Como uma resposta à crescente presença de Tenebroso e à corrupção que se espalhava, os templos tornaram-se centros de atividade fervorosa. A ameaça iminente uniu as pessoas sob um propósito comum, proporcionando-lhes uma razão para lutar contra as trevas que se insinuavam. Nesse ambiente de urgência e necessidade, a construção da Torre Dourada foi acelerada significativamente, tornando-se um bastião de esperança e resistência.
Na esteira dessa empreitada, a Torre Dourada emergiu como um farol de conhecimento e poder. Foi ali que se deu a formação da primeira turma de magos e guardiões, indivíduos dedicados a dominar as artes das tramas e a defender as terras da influência nefasta que emanava de Shadar Logoth. Assim, a reação ao domínio de Tenebroso deu origem a uma coalizão de forças, fortalecida pelo propósito compartilhado de preservar a luz frente à sombra que se alastrava.

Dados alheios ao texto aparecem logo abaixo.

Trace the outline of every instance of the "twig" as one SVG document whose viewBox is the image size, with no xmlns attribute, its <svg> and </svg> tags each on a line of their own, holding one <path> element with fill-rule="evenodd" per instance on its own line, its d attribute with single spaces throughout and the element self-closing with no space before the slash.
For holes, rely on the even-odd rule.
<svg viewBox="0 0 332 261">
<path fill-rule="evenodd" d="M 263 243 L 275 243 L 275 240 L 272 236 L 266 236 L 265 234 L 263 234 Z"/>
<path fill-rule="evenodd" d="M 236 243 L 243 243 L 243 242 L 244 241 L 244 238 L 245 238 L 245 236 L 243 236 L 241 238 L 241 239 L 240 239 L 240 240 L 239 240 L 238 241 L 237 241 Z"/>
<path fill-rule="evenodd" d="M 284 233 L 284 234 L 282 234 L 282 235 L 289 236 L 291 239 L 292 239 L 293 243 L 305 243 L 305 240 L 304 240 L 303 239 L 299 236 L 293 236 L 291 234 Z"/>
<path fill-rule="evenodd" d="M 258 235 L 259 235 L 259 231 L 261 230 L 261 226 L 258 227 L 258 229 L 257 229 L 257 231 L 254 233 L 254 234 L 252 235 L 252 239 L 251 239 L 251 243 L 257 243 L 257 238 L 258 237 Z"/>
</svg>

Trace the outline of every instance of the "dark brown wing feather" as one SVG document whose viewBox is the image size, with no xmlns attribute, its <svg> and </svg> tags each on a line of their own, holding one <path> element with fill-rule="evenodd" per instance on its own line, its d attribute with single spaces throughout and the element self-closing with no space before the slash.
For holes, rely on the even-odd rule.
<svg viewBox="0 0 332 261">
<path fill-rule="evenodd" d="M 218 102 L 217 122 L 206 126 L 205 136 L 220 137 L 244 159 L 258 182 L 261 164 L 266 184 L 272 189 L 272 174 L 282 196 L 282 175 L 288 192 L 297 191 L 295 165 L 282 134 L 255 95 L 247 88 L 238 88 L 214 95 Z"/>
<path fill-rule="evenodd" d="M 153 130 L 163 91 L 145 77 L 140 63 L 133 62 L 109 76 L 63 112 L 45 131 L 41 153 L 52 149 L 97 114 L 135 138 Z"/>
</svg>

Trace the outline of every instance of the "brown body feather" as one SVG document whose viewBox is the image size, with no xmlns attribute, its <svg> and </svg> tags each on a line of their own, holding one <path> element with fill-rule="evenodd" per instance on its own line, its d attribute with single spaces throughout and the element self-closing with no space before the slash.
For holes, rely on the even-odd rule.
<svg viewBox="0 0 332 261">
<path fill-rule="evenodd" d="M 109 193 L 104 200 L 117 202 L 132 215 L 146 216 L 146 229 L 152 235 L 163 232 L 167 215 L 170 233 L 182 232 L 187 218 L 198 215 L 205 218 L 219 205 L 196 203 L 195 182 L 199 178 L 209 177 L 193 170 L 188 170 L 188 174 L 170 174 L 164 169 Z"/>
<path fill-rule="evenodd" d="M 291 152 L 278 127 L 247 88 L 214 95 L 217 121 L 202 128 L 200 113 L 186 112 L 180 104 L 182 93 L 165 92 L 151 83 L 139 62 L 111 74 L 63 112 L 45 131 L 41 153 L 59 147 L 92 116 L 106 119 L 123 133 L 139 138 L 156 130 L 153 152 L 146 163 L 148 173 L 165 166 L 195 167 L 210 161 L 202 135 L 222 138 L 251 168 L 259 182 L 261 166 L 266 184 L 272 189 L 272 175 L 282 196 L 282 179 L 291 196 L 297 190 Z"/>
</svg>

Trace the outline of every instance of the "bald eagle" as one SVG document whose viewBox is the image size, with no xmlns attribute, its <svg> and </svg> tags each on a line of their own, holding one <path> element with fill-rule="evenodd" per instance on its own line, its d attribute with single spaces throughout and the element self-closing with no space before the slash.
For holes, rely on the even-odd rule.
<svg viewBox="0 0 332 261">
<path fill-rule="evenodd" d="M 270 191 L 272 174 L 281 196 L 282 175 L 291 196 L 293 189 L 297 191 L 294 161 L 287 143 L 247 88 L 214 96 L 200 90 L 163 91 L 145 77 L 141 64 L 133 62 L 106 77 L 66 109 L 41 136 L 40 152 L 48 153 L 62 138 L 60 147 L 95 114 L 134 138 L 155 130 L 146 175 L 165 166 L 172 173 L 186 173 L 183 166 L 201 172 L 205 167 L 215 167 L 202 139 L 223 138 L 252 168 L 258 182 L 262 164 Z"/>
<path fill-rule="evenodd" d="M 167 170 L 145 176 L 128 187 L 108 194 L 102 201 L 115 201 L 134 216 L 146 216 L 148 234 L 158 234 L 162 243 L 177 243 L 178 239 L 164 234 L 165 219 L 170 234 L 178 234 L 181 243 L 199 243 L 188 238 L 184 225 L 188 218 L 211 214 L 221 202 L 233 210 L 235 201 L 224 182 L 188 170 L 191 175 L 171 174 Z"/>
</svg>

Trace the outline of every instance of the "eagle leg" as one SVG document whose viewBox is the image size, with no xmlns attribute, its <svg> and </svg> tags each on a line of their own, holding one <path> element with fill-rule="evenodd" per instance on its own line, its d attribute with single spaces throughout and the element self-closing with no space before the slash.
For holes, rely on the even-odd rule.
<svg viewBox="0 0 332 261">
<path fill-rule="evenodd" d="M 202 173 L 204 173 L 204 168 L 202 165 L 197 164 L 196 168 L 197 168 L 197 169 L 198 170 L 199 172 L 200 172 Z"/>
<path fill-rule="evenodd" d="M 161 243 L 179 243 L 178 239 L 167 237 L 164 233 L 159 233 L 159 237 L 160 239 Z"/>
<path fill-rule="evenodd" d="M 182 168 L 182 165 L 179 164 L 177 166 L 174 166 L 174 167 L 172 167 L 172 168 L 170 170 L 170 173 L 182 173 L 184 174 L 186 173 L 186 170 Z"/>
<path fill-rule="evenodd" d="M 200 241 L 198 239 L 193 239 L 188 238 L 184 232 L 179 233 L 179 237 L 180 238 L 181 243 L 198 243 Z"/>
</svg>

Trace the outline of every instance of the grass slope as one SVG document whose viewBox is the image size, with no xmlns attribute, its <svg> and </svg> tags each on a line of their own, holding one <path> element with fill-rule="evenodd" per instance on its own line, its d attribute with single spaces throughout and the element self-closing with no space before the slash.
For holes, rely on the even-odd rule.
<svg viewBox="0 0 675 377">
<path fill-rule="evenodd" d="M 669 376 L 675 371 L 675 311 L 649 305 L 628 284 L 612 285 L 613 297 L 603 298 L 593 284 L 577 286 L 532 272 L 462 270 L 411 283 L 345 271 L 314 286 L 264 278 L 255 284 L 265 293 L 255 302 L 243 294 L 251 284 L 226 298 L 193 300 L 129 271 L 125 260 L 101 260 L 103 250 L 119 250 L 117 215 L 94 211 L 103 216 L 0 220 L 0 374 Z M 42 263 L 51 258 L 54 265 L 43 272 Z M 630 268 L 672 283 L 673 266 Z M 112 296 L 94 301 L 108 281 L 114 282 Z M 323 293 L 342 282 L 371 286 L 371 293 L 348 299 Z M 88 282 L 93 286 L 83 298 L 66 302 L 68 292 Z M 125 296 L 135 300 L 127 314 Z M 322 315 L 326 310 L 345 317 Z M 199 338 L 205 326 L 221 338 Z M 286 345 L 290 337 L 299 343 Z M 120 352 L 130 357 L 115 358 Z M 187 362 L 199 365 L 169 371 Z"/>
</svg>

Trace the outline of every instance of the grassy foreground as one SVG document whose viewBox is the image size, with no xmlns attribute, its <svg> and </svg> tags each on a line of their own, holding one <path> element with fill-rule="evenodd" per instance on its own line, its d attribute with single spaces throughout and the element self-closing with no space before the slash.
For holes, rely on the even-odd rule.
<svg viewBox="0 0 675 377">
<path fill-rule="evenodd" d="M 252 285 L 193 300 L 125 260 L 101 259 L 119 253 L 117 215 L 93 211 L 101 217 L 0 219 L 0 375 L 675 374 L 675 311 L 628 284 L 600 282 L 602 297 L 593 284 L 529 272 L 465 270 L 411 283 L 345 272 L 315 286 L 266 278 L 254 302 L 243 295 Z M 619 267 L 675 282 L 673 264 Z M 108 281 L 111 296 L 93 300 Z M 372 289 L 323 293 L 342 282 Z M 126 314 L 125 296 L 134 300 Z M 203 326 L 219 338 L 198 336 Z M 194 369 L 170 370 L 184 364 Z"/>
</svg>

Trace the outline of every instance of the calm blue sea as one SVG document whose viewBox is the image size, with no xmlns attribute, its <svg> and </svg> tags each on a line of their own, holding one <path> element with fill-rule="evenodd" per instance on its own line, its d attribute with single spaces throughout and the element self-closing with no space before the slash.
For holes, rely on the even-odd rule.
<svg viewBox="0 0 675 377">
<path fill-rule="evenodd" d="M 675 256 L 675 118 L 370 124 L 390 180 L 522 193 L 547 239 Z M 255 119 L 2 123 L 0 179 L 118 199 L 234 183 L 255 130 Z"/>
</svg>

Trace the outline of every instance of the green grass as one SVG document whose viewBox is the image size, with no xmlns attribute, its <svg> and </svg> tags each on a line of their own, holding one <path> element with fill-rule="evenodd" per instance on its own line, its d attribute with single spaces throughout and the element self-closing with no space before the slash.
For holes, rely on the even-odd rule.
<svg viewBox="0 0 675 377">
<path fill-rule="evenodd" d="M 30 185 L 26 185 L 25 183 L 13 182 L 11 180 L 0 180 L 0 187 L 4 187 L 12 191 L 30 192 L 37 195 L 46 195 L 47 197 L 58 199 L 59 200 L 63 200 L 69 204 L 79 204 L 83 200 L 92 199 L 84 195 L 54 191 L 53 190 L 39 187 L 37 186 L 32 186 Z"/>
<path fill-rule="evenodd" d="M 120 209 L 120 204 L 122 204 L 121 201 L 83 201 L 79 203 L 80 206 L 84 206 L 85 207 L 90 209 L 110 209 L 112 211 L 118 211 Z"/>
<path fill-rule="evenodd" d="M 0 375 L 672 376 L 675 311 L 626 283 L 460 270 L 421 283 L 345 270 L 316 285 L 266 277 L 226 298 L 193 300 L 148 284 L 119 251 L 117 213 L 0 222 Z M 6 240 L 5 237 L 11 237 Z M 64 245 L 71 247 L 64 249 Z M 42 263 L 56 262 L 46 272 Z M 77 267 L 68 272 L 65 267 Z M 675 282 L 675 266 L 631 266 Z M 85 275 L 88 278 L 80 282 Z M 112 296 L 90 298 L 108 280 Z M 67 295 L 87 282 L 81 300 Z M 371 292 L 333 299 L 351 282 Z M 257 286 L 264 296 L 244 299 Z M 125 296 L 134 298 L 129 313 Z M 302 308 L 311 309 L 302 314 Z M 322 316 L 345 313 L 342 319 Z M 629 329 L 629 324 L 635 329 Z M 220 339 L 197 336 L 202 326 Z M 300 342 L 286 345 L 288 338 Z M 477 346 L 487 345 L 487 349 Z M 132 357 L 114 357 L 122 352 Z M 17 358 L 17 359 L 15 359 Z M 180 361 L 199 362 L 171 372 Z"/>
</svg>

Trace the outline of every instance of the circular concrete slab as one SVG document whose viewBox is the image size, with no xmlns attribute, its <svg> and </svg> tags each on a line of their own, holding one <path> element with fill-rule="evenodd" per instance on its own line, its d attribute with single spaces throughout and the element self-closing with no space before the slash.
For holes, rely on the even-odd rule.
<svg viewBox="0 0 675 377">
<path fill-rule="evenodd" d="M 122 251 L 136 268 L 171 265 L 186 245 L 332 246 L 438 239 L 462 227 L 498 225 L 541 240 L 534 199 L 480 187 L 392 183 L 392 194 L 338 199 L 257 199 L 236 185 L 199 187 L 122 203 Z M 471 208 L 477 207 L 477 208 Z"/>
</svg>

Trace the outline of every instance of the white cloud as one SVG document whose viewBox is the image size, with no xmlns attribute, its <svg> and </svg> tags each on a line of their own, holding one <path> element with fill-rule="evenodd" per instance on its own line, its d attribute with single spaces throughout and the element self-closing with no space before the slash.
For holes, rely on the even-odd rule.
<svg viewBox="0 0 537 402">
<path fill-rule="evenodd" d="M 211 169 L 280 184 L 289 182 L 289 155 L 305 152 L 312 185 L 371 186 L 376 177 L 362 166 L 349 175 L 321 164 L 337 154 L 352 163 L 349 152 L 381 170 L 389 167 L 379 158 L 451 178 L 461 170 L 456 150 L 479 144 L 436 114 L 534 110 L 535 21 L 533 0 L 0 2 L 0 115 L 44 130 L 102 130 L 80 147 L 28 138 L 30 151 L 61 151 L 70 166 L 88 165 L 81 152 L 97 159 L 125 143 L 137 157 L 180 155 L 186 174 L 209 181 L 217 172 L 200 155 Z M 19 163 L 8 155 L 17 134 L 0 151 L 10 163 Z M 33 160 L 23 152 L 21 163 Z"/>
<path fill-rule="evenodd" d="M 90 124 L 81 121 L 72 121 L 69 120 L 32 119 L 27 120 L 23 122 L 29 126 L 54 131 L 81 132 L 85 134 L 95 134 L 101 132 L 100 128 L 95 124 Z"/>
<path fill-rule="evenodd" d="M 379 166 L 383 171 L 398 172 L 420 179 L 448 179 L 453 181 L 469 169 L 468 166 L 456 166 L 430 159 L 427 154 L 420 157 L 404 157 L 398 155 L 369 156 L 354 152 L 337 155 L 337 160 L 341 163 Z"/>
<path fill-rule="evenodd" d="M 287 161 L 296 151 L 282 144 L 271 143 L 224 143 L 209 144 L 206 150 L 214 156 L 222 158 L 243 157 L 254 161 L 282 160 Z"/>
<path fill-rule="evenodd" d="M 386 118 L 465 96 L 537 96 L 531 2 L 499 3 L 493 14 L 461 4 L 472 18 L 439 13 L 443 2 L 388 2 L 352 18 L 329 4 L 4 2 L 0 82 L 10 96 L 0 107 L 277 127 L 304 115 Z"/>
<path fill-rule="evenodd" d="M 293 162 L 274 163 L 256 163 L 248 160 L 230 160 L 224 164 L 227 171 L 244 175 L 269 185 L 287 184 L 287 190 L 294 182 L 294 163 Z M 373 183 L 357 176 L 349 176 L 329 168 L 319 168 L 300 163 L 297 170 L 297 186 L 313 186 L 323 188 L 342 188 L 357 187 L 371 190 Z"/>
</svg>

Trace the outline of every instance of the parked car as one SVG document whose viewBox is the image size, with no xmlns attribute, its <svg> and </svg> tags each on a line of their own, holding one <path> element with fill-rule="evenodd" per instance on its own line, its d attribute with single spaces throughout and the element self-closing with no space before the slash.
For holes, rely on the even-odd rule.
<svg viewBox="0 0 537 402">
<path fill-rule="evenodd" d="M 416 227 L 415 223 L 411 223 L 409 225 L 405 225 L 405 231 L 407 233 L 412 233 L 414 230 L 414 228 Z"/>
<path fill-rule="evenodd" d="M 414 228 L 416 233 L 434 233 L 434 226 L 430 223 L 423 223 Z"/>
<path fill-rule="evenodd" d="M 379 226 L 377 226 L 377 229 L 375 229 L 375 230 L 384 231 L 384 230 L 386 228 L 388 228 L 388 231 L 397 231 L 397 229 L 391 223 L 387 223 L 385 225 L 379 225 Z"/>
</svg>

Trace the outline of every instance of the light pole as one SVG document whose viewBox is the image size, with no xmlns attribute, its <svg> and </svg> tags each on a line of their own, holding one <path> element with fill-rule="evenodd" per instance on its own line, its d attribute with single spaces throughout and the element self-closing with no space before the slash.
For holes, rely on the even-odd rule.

À medida que os anos se desenrolavam, Tenebroso permanecia ausente do olhar inferior, mas seus resquícios ainda ecoavam por Tarvallon. Os gikis junto aos habitantes criaram muros em volta de Shadar Logoth, aproveitando o momento silencioso que havia, uma forma de isolar a cidade e ganhar de certa forma, uma proteção. Os sentinelas da Torre Dourada, vigilantes e determinados, elaboraram planos para adentrar Shadar Logoth, ansiosos por descobrir o mistério por trás do desaparecimento e determinar se as terras poderiam, mais uma vez, aspirar à uma quase utopia, o tempo urgia, tinham medo de a amada Tarvallon fosse comandada agora pelo novo deus das trevas.